De acordo com o boletim de ocorrência, a Polícia Militar foi acionada por volta das 23h14 após o pai da vítima procurar a Guarda Municipal informando que a filha, Maisa Ferreira de Almeida, de 32 anos, havia sido atropelada pelo companheiro, Gedeanderson da Silva Almeida, de 26 anos, e levada à força em um carro.
Testemunhas e familiares relataram que, após atingir a mulher com o automóvel, o suspeito colocou a vítima ferida no banco do passageiro e fugiu sem prestar socorro.
Durante o rastreamento, os militares localizaram o veículo no bairro Vila Maria. O motorista desobedeceu à ordem de parada e iniciou uma fuga em alta velocidade pelas ruas da cidade. Após perderem o contato visual com o carro, os policiais retomaram as buscas com apoio de denúncias de moradores, que indicaram a direção tomada pelo suspeito.
Ainda conforme a PM, equipes de municípios vizinhos, como Lontra e Japonvar, foram mobilizadas para montar um cerco nas vias de acesso. Antes de chegar ao bloqueio, o condutor perdeu o controle da direção, saiu da pista e caiu em uma ribanceira às margens da rodovia que liga Pedras de Maria da Cruz a Januária. Em seguida, o veículo foi tomado pelas chamas.
Uma testemunha informou aos policiais que viu o carro na ribanceira e ouviu pedidos de socorro de uma mulher logo após o acidente. No entanto, o fogo se alastrou rapidamente, impedindo qualquer tentativa de resgate.
Quando o Corpo de Bombeiros de Januária chegou ao local, o automóvel já estava completamente destruído. Os corpos do casal foram encontrados carbonizados no interior do veículo.
Durante a perseguição, policiais relataram ter ouvido estampidos semelhantes a disparos de arma de fogo vindos da direção do carro. Apesar disso, segundo a perícia, nenhuma arma foi localizada entre os destroços.

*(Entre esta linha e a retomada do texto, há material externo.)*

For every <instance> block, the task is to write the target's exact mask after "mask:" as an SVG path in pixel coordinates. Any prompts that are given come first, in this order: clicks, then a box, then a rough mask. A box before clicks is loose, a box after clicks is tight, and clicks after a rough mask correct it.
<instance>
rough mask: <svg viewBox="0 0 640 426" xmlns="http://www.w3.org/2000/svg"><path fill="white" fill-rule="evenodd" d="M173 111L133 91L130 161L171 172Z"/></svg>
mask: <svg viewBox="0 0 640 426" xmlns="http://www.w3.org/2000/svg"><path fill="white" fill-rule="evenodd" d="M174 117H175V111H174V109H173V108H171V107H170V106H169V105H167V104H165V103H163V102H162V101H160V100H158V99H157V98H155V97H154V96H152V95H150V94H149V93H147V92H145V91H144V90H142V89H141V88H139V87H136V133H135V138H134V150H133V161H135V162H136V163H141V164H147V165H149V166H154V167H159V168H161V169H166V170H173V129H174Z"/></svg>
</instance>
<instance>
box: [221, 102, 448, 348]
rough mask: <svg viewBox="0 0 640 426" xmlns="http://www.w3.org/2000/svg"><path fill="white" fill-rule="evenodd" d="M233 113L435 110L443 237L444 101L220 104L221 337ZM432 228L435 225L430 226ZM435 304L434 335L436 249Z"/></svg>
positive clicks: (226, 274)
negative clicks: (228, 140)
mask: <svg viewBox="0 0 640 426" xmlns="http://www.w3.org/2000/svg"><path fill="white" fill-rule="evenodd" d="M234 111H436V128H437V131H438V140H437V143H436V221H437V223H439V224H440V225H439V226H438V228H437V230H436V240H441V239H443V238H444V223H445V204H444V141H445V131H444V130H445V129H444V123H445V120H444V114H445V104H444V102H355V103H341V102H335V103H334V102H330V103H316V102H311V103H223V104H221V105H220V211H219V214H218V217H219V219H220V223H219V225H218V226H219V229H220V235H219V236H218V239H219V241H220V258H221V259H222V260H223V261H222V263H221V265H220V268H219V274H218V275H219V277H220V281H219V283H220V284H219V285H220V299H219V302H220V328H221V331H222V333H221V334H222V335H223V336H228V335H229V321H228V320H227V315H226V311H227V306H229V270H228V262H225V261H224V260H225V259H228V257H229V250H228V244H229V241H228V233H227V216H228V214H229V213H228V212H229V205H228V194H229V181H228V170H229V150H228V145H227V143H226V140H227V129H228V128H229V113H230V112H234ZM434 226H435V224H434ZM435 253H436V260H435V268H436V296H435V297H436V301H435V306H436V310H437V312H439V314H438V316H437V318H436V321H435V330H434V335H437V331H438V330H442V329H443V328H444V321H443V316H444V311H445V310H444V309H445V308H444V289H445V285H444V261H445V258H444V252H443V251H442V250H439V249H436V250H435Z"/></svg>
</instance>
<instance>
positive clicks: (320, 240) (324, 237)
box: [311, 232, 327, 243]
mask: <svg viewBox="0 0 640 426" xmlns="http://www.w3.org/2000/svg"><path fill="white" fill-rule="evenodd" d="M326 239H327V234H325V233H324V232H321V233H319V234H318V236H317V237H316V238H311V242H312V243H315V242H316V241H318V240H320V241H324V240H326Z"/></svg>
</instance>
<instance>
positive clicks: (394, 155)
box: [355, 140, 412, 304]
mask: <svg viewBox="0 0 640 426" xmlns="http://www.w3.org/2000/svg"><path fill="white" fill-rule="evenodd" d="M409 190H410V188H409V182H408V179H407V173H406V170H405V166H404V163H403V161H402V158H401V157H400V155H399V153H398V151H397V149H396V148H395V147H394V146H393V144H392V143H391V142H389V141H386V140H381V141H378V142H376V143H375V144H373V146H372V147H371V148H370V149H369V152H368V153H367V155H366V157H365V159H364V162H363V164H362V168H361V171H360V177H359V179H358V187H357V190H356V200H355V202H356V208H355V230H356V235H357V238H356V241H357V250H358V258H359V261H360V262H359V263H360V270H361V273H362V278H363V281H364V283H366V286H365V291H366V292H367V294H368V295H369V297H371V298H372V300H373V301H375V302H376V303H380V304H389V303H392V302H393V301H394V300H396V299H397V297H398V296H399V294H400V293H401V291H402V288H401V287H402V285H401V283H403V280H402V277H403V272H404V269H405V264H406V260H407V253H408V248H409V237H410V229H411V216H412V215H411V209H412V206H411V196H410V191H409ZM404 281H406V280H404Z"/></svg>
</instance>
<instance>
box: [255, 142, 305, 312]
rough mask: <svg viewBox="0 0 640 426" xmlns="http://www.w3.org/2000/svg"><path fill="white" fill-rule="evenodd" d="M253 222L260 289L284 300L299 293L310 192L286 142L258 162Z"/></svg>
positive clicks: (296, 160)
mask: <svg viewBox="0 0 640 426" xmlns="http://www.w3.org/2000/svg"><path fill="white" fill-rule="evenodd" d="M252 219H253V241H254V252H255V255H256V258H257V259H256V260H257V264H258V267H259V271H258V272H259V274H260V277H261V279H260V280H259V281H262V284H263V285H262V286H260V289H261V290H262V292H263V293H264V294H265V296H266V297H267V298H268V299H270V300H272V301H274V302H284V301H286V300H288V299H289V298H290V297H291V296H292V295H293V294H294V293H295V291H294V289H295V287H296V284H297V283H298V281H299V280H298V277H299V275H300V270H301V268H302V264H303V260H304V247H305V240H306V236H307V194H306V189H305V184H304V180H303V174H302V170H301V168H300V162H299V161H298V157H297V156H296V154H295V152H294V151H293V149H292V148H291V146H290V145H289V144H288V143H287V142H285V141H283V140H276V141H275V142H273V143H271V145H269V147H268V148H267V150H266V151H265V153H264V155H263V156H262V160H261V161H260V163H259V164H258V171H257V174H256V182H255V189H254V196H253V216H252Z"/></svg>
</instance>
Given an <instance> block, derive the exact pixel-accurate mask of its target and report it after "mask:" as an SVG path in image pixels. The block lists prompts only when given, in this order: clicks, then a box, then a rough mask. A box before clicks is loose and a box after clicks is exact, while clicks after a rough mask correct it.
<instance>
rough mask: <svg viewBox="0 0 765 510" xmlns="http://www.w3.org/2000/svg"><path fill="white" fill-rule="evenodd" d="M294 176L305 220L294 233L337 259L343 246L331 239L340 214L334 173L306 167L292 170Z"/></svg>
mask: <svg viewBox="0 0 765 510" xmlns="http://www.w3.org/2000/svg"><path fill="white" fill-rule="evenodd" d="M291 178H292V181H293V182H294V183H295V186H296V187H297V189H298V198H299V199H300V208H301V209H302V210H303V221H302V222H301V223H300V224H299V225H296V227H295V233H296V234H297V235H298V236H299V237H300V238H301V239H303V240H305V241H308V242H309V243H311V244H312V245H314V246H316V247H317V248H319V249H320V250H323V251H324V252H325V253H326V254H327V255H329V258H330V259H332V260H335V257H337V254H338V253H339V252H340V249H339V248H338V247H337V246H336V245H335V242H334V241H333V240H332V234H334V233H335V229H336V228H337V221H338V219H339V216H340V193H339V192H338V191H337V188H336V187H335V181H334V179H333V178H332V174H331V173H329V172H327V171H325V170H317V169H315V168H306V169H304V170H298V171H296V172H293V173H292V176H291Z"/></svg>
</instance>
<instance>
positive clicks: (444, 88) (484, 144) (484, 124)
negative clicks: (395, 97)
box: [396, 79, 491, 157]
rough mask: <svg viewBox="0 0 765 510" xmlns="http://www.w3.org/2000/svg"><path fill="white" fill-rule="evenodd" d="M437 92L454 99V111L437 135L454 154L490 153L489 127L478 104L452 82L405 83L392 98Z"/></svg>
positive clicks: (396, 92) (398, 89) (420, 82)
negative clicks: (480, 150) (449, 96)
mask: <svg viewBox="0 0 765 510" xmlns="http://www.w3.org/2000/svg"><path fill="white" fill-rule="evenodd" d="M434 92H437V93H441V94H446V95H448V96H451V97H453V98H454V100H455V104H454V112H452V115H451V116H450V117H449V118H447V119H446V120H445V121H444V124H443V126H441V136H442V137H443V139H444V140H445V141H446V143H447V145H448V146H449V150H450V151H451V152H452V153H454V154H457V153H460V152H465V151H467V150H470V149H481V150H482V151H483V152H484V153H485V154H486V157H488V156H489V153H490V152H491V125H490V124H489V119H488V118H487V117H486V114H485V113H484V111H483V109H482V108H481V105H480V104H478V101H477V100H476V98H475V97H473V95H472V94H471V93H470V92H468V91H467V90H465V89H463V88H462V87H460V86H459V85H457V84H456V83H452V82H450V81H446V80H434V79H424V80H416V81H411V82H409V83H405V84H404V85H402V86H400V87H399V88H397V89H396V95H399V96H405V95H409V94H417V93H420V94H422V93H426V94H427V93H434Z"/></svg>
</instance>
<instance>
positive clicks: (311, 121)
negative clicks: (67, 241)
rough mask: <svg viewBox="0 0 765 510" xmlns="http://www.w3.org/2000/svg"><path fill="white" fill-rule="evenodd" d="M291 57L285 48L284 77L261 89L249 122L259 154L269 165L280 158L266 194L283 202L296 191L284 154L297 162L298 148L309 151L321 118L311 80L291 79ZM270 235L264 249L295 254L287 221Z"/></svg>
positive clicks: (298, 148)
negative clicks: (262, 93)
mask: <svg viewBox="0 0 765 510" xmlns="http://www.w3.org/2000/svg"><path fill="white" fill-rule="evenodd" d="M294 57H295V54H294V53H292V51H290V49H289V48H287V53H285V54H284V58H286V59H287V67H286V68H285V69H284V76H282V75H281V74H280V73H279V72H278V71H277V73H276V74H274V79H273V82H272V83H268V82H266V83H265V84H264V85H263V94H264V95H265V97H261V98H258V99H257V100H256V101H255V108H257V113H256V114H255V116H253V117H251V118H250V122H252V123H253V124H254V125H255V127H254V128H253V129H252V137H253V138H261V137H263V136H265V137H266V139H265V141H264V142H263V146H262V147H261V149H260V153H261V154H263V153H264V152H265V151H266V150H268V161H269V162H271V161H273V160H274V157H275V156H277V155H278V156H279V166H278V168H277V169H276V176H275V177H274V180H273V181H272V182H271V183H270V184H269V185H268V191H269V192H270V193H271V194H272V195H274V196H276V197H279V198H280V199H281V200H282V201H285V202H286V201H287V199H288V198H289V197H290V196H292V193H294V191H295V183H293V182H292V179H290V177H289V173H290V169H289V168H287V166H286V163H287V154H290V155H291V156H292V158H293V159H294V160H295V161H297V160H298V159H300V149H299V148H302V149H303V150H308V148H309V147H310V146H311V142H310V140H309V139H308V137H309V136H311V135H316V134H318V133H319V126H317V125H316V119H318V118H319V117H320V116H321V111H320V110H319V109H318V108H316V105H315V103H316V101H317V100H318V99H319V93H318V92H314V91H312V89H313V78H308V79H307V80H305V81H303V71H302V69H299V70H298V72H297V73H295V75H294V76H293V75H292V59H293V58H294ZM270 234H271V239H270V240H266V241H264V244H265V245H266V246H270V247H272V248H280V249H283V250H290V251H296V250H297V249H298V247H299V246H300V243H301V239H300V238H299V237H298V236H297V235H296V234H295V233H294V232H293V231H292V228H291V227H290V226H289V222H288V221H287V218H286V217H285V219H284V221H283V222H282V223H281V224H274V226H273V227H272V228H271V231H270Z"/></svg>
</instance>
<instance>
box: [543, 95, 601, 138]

Familiares da vítima informaram à Polícia Militar que o relacionamento era marcado por episódios de violência doméstica e comportamento agressivo do suspeito. Eles relataram ainda que, horas antes da fuga, o homem teria agredido Maisa, batendo a cabeça dela contra uma parede, mas a polícia não foi acionada naquele momento.
A perícia da Polícia Civil realizou os levantamentos no local e encaminhou os corpos ao Instituto Médico Legal (IML). O caso será investigado pela 10ª Delegacia de Polícia Civil de Januária, que apura a dinâmica dos fatos e as circunstâncias da morte do casal.